Par un jugement n° 2402236 du 26 juin 2025, le tribunal administratif de Châlons-en-Champagne a rejeté sa demande.
Procédure devant la cour :
Par une requête enregistrée le 25 août 2025, M. B…, représenté par Me Samba, demande à la cour :
1°) d’annuler ce jugement du 26 juin 2025 ;
2°) d’annuler l’arrêté du 27 août 2024 ;
3°) d’enjoindre au préfet des Ardennes de lui délivrer une carte de séjour temporaire portant la mention « vie privée et familiale » ou « salarié », sous astreinte de 50 euros par jour de retard ou, à titre subsidiaire, de réexaminer sa situation administrative et de lui délivrer pendant cet examen une autorisation provisoire de séjour, sous la même astreinte ;
4°) de mettre à la charge de l’Etat la somme de 2 000 euros en application de l’article L. 761-1 du code de justice administrative.
Il soutient que :
- l’arrêté en litige est insuffisamment motivé, ce qui révèle un défaut d’examen particulier de sa situation ;
- il méconnaît les articles 8 de la convention européenne de sauvegarde des droits de l’homme et des libertés fondamentales et L. 423-23 du code de l’entrée et du séjour des étrangers et du droit d’asile ;
- il méconnaît l’article L. 435-1 du code de l’entrée et du séjour des étrangers et du droit d’asile ;
- il est entaché d’erreur manifeste d’appréciation.

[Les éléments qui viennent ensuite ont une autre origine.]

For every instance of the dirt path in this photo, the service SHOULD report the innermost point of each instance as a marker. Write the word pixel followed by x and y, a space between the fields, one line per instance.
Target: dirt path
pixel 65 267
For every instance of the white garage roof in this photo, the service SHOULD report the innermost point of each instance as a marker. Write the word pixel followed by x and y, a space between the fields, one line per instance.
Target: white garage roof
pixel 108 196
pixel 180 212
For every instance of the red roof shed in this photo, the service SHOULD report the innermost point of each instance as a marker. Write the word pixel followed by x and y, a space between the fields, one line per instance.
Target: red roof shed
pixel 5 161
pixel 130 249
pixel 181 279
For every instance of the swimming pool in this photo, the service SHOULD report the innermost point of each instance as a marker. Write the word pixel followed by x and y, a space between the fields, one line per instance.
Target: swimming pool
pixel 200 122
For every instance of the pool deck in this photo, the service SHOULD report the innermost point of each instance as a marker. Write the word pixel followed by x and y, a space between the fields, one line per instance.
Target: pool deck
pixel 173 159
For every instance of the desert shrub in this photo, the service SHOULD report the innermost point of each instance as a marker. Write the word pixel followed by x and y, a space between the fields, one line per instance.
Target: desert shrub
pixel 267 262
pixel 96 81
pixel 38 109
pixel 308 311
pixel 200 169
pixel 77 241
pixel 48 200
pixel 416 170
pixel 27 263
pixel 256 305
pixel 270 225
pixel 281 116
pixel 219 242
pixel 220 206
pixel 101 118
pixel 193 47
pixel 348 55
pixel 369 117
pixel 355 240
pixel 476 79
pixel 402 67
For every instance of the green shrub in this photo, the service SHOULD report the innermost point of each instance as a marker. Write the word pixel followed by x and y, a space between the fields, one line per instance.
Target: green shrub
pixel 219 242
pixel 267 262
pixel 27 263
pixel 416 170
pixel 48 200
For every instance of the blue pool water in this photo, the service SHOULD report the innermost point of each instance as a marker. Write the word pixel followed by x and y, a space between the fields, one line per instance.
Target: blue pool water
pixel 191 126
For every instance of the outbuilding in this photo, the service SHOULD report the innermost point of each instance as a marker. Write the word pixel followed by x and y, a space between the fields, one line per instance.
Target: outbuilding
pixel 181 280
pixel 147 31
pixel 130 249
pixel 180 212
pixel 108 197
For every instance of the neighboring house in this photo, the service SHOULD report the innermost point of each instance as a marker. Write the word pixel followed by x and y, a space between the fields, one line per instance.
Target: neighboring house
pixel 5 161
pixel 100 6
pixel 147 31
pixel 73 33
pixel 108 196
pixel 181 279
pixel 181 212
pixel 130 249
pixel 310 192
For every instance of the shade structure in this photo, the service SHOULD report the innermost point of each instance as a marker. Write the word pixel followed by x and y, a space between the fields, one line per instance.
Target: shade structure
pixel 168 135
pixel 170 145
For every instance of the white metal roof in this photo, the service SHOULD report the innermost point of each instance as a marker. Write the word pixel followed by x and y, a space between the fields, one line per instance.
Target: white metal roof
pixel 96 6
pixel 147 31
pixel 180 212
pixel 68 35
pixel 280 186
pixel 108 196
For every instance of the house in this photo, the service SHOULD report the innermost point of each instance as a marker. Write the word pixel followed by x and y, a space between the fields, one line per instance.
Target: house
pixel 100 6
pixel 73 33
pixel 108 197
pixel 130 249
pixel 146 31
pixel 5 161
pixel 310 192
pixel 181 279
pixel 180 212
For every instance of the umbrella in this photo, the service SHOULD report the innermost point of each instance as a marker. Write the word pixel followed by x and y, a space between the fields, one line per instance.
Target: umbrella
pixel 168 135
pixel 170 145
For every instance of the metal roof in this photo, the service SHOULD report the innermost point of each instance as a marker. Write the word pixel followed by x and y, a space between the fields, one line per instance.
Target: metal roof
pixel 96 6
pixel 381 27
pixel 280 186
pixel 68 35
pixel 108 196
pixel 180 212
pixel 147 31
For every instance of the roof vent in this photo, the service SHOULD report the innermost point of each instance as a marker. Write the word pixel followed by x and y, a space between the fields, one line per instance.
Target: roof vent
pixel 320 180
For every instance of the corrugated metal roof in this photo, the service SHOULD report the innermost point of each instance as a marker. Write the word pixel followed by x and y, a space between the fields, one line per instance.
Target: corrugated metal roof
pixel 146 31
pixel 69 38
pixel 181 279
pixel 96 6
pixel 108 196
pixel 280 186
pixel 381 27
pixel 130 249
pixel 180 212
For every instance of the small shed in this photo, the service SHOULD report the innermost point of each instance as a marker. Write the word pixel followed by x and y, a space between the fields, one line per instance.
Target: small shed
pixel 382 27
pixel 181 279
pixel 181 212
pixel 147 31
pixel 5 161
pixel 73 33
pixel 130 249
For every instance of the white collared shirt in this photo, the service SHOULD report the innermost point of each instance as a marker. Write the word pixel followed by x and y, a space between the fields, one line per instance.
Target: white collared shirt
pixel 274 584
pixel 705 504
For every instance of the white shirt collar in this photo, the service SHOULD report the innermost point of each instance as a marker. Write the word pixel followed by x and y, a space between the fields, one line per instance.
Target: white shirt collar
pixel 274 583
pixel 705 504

Vu les autres pièces du dossier.
Vu :
- la convention européenne de sauvegarde des droits de l’homme et des libertés fondamentales ;
- le code de l’entrée et du séjour des étrangers et du droit d’asile ;
- la loi n° 91-647 du 10 juillet 1991 ;
- le code de justice administrative.
La présidente de la cour administrative d’appel de Nancy a désigné Mme Kohler, présidente-assesseure, pour signer les ordonnances visées à l’article R. 222-1 du code de justice administrative.
Considérant ce qui suit :
M. B…, ressortissant turc, est entré sur le territoire français le 1er août 2017 sous couvert d’un visa de court séjour. Après le rejet de sa demande d’asile, il a sollicité son admission exceptionnelle au séjour. Par un arrêté du 27 août 2024, le préfet des Ardennes a refusé de lui délivrer un titre de séjour, l’a obligé à quitter le territoire français dans un délai de trente jours, a fixé le pays à destination duquel il pourra être reconduit à l’expiration de ce délai et a prononcé à son encontre une interdiction de retour sur le territoire français d’une durée d’un an. M. B… fait appel du jugement du 26 juin 2025 par lequel le tribunal administratif de Châlons-en-Champagne a rejeté sa demande tendant à l’annulation de cet arrêté.
Aux termes du dernier alinéa de l’article R. 222-1 du code de justice administrative : « (…) les autres magistrats ayant le grade de président désignés à cet effet par le président de la cour peuvent, en outre, par ordonnance, rejeter (…) après l’expiration du délai de recours ou, lorsqu’un mémoire complémentaire a été annoncé, après la production de ce mémoire les requêtes d’appel manifestement dépourvues de fondement (…) ».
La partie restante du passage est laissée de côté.